This mini article runs contrary to the YOLO attitude observed in crypto traders, but we're glad you're here. If you have yet to lose in the crypto markets, congrats. Let's try and keep things that way.
This starts with identifying the amount of risk you're willing to take. The goal here is an efficient trade setups, where you have a plan according to the perceived risk involved. This means discipline with regards to both gains and losses.
Here are some things to keep in mind:
- Define exit criteria Being stubborn and holding a position long after it becomes unprofitable is a shortcut to going broke. Given typical crypto volatility, one bad trade can be enough to wipe out multiple, prior, profitable ones. This also means defining exit criteria to capture profit.
- Implementing the 1% Rule The number one goal is to live and trade another day. For this reason, some only use 1% of their capital per trade. This ensures diversity in positions, and limits loss.
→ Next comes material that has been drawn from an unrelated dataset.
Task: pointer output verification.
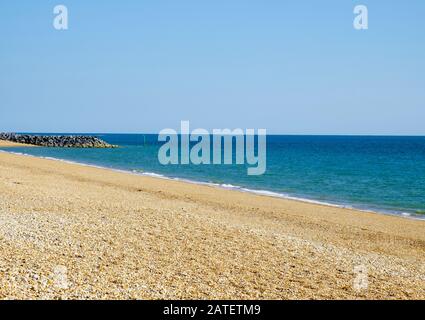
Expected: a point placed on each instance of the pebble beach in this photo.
(69, 231)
Of course, this number can be adjusted based on individual risk appetite.
- Making use of stop-losses In short, this is a mechanic used to automatically exit a position if the asset's price reaches a certain point. It's important to account for volatility in regular price movement, to avoid triggering a stop loss too early.
- Only Trade what you can afford to lose Just because this advice is boring doesn't mean it's wrong. Discipline maintains wealth.